Por fim, comentados as entrelinhas apresentadas pelo legislador, há de se comentar também a condição expressa no caput em tela da hipótese da recuperação judicial, também presente no caso do art. 94, III, a qual dá margem de liberdade ao devedor para realizar determinados atos.


4. CONCLUSÕES.


Diante do apresentado, percebe-se a possibilidade de determinados dispositivos legais serem entendidos como um só, haja vista a sutil distinção entre eles, o que não deve impedir, mas motivar o esclarecimento das diferenciações.

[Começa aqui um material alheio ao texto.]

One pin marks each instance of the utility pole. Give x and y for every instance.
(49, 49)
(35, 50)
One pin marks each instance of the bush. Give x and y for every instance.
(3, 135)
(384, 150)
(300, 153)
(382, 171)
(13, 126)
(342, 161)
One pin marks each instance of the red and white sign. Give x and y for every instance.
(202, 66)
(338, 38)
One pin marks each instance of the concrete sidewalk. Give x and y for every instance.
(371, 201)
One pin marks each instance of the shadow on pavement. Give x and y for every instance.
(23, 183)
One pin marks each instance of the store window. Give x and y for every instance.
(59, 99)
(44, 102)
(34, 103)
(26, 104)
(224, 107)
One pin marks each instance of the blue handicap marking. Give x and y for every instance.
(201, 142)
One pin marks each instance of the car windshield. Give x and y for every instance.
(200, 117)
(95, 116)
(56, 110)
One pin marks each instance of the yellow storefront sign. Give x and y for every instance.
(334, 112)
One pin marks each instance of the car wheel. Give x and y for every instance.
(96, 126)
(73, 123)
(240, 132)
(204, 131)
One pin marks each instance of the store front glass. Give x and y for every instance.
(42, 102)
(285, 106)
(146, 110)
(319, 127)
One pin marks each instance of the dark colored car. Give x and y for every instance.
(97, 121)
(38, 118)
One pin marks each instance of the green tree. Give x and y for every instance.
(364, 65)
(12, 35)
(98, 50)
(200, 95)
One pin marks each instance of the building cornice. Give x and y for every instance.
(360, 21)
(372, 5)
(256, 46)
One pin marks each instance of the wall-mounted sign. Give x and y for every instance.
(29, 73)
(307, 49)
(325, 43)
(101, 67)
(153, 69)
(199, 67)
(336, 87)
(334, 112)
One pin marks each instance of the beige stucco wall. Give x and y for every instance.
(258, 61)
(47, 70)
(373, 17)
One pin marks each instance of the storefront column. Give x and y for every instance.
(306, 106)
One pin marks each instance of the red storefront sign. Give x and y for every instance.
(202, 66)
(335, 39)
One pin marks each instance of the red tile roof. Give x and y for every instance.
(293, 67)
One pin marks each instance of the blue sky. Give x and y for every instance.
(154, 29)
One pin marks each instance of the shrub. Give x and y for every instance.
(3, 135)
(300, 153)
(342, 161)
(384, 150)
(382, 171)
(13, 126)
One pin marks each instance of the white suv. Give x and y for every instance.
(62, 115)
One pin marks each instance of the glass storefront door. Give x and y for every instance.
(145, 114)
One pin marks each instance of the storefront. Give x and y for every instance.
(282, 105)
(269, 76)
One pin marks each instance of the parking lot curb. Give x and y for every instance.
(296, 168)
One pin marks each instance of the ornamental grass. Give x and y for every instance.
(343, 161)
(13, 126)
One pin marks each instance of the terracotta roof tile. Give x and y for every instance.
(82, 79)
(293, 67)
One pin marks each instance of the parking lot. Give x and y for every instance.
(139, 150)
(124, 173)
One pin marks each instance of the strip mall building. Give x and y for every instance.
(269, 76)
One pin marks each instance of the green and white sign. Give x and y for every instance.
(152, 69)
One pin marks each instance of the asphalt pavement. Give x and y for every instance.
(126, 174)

No caso em comento, observaram-se condutas que tanto davam ensejo a um processo de falência, como poderiam ser consideradas crimes falimentares, condutas que seriam evidenciadas como fraude contra o credor. A distinção para que se torne crime ou causa de pedir em ação devida se dá no momento em que o ato acontece.

Ainda, discorreu-se sobre as situações previstas expressamente na lei, nas quais o devedor estaria permitido a realizar certas condutas, uma vez que a recuperação judicial entraria como uma ressalva.


5. REFERÊNCIAS BIBLIOGRÁFICAS.


PAES DE ALMEIDA, Amador. Curso de Falência e Recuperação de Empresa. 23. ed. São Paulo: Saraiva, 2007.

MAMEDE, Gladston, Falência e Recuperação de Empresas. 3. ed. São Paulo: Atlas, 2008

ABRÃO, NELSON. Curso de Direito Falimentar. 5. ed. ver. atual. e ampl. São Paulo: Editora Universitária de Direito Ltda, 1997.

BEZERRA FILHO, Manoel Justino. Nova Lei de Recuperação e Falências Comentada. 3. ed. São Paulo: Revista dos Tribunais, 2005.